By Suchat Sritama
Japanese economists and academics yesterday discussed the future development of Asean countries at an international symposium, “Opportunities in a New Era of Enhanced Asean/Japan Partnership”.
Experts said countries in Southeast Asia needed to improve their connectivity, especially overland and across borders, and that the region should enhance logistics services to cope with more investment from Japan in the long-term.
“Japan has been investing in Asean for more than 40 years, and Asean is its largest production base. Therefore, we are now talking about how to support Asean [countries] to build their connectivity to cope with further investment from Japan,” said Masahiro Kawai, project professor at the University of Tokyo.
The Toshiba International Foundation, the Federation of Thai Industries, and the Thai Chamber of Commerce jointly organised the event, which was supported by Chulalongkorn University’s Chula Global Network, the Graduate School of Public Policy at the University of Tokyo, Nation Multimedia Group and Asia News Network.
Economists and other experts offered views for countries on how they should identify and create a new paradigm for advanced development in Asean, as the region approaches full implementation of the Asean Economic Community at the end of the year.
Akihiko Uchikawa, minister at the Embassy of Japan in Thailand, said if the Kingdom creates better links it could increasingly serve as a production base and supply chain for Japanese companies in the region, and therefore generate more business from Japan.
Japan stands ready to support Thailand in building quality infrastructure as well as technology transfer, he said.

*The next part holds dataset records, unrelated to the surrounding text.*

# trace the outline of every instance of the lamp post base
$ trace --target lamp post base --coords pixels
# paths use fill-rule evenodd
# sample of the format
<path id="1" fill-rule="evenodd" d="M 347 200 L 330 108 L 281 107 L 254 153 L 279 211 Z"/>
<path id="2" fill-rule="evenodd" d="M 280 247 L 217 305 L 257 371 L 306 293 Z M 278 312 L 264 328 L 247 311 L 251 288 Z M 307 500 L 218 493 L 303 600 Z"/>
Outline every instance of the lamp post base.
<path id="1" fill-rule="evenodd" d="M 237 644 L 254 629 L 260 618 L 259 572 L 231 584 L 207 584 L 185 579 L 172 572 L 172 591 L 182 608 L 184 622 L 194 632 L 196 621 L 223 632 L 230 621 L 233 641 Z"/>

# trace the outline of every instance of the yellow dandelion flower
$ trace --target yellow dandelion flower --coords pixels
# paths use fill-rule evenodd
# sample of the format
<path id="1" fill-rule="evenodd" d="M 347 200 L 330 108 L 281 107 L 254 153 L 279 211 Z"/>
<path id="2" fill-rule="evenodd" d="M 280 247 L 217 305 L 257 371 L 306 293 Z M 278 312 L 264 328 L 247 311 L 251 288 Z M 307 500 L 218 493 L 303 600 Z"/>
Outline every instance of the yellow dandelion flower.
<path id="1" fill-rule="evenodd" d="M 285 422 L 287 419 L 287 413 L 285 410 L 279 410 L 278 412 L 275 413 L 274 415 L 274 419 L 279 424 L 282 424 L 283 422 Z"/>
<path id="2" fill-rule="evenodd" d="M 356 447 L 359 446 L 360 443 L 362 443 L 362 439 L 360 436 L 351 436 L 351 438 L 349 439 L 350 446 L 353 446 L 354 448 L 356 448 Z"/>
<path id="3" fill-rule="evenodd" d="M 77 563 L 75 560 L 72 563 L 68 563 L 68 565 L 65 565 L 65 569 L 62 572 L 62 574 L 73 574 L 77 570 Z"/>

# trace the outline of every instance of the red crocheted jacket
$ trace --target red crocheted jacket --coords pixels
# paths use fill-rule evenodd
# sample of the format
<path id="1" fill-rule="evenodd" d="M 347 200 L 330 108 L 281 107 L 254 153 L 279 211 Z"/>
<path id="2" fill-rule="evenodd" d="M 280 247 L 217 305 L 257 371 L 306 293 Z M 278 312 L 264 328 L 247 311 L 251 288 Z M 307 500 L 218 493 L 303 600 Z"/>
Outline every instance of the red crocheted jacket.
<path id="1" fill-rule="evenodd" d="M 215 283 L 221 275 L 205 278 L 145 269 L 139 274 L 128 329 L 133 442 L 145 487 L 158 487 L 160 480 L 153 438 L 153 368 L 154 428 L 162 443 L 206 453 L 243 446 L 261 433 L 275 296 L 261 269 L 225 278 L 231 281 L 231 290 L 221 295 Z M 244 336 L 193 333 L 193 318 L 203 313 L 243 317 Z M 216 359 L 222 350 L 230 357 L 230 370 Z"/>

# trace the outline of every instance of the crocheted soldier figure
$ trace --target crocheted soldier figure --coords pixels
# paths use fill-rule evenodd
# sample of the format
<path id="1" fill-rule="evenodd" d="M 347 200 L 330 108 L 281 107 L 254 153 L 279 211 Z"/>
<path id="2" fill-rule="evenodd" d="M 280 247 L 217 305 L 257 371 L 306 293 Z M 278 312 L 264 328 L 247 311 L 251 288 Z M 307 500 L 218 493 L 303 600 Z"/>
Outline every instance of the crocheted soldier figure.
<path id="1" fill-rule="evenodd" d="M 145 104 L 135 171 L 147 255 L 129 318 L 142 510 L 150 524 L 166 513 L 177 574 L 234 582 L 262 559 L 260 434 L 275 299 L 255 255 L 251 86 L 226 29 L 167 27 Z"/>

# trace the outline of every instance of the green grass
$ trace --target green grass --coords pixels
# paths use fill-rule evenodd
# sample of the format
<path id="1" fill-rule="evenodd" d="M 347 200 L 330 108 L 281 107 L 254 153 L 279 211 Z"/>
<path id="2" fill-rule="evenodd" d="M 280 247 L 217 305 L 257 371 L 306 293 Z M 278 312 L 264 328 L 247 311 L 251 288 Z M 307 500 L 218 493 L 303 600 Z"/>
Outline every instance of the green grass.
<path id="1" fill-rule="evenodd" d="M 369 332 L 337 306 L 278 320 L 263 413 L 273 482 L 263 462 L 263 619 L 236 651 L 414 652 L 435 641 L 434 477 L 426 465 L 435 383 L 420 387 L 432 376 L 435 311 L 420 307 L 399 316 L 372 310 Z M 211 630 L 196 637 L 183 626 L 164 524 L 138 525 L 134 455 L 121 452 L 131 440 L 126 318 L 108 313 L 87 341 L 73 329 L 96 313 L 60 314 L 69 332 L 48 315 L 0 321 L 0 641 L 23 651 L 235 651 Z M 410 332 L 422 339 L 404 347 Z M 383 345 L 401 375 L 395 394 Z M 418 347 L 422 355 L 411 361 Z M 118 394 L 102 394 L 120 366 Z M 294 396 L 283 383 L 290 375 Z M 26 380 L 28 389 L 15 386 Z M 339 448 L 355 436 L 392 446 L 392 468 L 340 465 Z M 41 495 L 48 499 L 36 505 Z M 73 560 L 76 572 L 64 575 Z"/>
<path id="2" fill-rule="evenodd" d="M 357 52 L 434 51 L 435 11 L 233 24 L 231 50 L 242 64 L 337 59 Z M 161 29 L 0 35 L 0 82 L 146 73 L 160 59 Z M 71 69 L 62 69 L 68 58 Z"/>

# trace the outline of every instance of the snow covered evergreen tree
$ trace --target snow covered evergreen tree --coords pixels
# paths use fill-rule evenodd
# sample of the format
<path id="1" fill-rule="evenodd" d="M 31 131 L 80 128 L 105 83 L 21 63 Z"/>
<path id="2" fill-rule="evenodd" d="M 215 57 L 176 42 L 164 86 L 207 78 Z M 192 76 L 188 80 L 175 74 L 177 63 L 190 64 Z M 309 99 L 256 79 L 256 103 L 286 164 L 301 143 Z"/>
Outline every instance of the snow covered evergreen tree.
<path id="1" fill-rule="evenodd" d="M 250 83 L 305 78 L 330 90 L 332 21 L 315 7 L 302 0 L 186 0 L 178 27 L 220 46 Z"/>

“Asean economies can be developed from the existing land [transportation] system, such as a corridor linking Myanmar, Thailand, Laos and Vietnam,” he added.
Fukunari Kimura, chief economist at the Economic Research Institute for Asean and East Asia, told the symposium that Japan did not really need high-speed connectivity between Thai cities or within the region at the moment, but required efficient and quality logistics services, which would significantly reduce time-costs and strengthen the production system. “As many Japanese firms have a production base in the region, they need advanced logistics management. If Asean can meet that need, it should help strengthen both Japan and Asean,” he explained.
Hiroshi Watanabe, governor and chief executive officer of the Japan Bank for International Cooperation, said Asean and Japan needed to decide on a number of key issues regarding future cooperation.
The first thing to consider is whether they should work together on a bilateral agreement basis – Asean-Japan – or under a multi-party agreement. For the latter, he cited a possible Asean-Japan-China model, as Tokyo already works successfully with Beijing in similar development-cooperation areas.
Whichever route is taken, Japan needs to have good connectivity with Asean, especially in regard to overland transportation, he stressed.